Zurück zu Hause heißt es dann alle Autos bis auf die letzte, unter den Sitz geworfene Snickersverpackung ausräumen und alle Sachen geordnet packen. Den letzten Abend lassen wir dann im selben Restaurant wie beim ersten Abend in Amman ausklingen. Um 7:00 am nächsten Morgen müssen wir los und unsere Autos am Flughafen abgeben, nicht ohne die eine oder andere Träne unterdrücken zu müssen.

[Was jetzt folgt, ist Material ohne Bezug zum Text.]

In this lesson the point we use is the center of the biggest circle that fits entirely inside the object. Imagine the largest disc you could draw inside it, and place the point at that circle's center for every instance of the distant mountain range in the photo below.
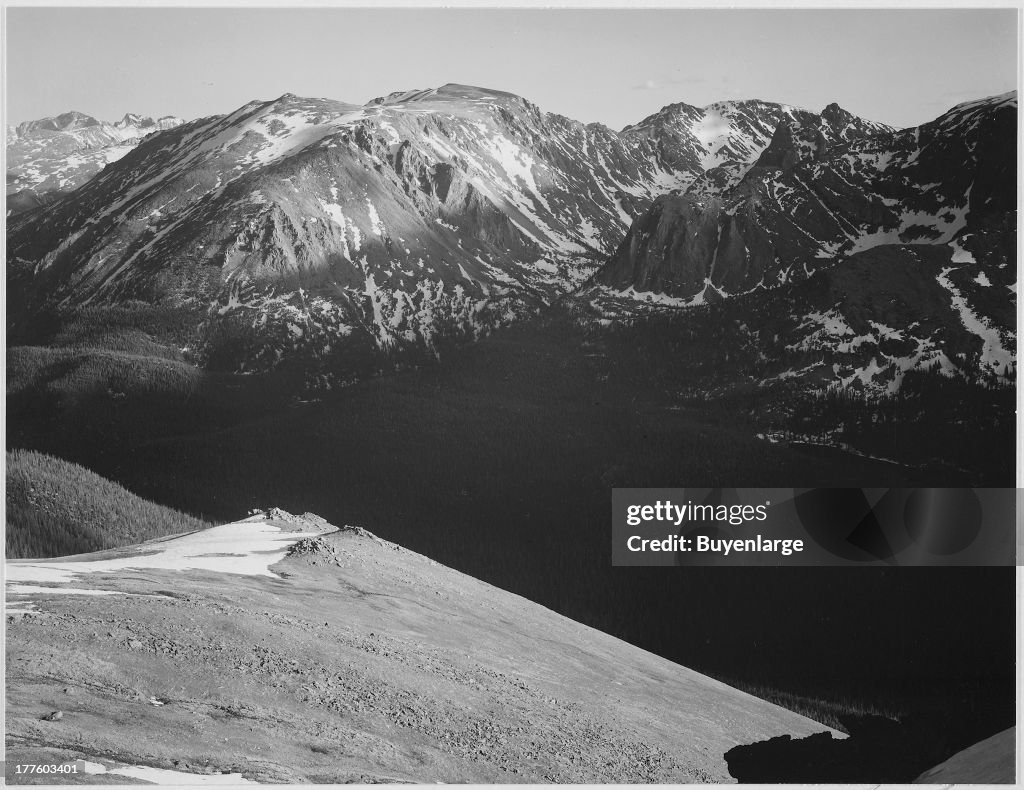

Schweren Herzens übergeben wir die drei Haudegen dem Königreich Jordanien, packen unser Zeug, den Stuhlstuhl und Steigen ins Flugzeug zurück nach Hause.
Wir bedanken uns ganz herzlich bei allen Sponsoren; bei den Unterstützern, wo vor allem Norbert Breuer, die alte Hupe, erwähnt werden muss; bei den anderen Teams, hier besonders Team Delta, Herbe Sahne, Die Raumpiloten und Team 777; und zu guter Letzt bei euch allen, die unser Abenteuer täglich verfolgten, uns Grüße sendeten und auch dazu beigetragen haben, diese Rallye zu etwas Besonderem zu machen. DANKE.
Wir sehen uns dann frisch gewaschen in Deutschland im schnöden Alltag wieder.